It is quite fitting to follow this sketch of one noble veteran with a brief reminiscence of an equally noble one, who bore the name of an Episcopalian, although he was very undenominational in his broad sympathies. Dr. William Augustus Muhlenberg was one of the most apostolic men I have ever known in appearance and spirit. His gray head all men knew in New York. He commanded attention everywhere by his genial face and hearty manner of speech. I used to meet him at the anniversaries of the Five Points Home of Industry. Everybody loved him at first sight. All the world knows he was the founder of St. Luke’s Hospital in New York, and the extensive institutions of charity at St. Johnsland, on Long Island. Of his hymns the most popular is
“I would not live alway,” etc.
It was first written as an impromptu for a lady’s album, and afterwards amended into its present form.
In his later years he regarded the tone of that hymn as too lugubrious; and in a pleasant note to me he said: “Paul’s ‘For me to live is Christ’ is far better than Job’s ‘I would not live alway.’” My favorite among his productions is the one on Noah’s Dove, commencing, “O cease, my wandering soul”; but the man was greater than any song he ever wrote. As he was a bachelor he lived in his St. Luke’s Hospital; and once, when he was carrying a tray of dishes down to the kitchen and some one protested, the patriarch replied: “Why not; what am I but a waiter here in the Lord’s hotel?” When very near his end the Chaplain of the hospital prayed at his bedside for his recovery. “Let us have an understanding about this,” said Muhlenberg. “You are asking God to restore me, and I am asking God to take me home. There must not be any contradiction in our prayers, for it is evident that He cannot answer them both.” This was characteristic of his bluff frankness, as well as of his heavenly-mindedness—he “would not live alway.”

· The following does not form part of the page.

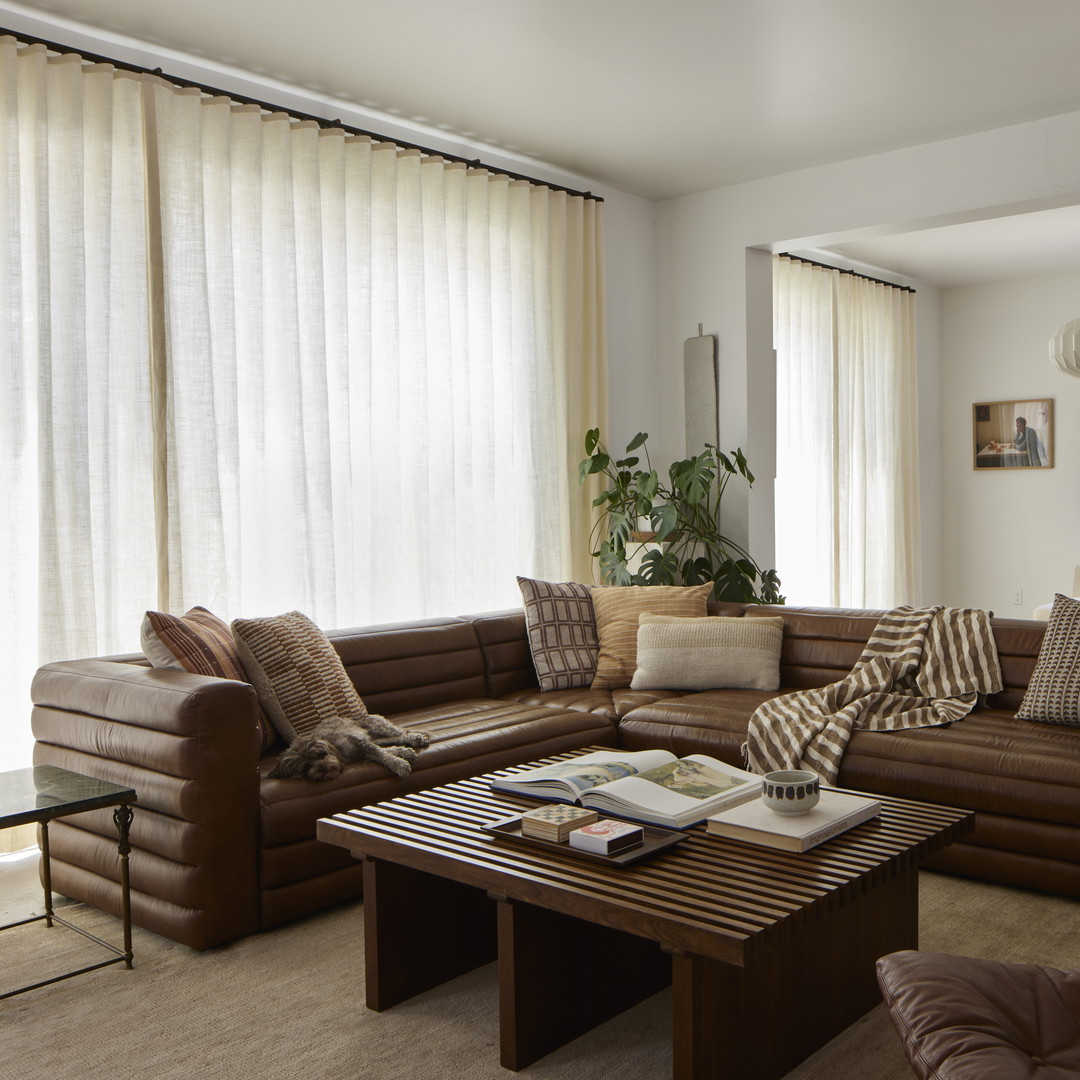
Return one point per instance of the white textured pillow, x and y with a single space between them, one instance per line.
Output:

In July, 1881, I was visiting Stockholm, and was invited to go on an excursion to the University of Upsala with Dr. Samuel F. Smith. I had never before met my celebrated countryman about whom his Harvard classmate, Oliver Wendell Holmes, once wrote:
“And there’s a nice
youngster of excellent pith—
Fate tried to conceal him by naming
him Smith;
But he shouted a song for the brave
and the free—
Just read on his medal—’My
Country—of Thee’”
The song he thus shouted was written for the Fourth of July celebration, in Park Street Church, Boston, in 1832, and has become our national hymn. When I met the genial old man in Sweden, and travelled with him for several days, he was on his way home from a missionary tour in India and Burmah. He told me that he had heard the Burmese and Telugus sing in their native tongue his grand missionary hymn, “The Morning Light is Breaking.” He was a native Bostonian, and was born a few days before Ray Palmer. He was a Baptist pastor, editor, college professor, and spent the tranquil summer evening of his life at Newton, Mass.; and at a railway station in Boston, by sudden heart failure, he was translated to his heavenly home. He illustrated his own sweet evening hymn, “Softly Fades the Twilight Ray.”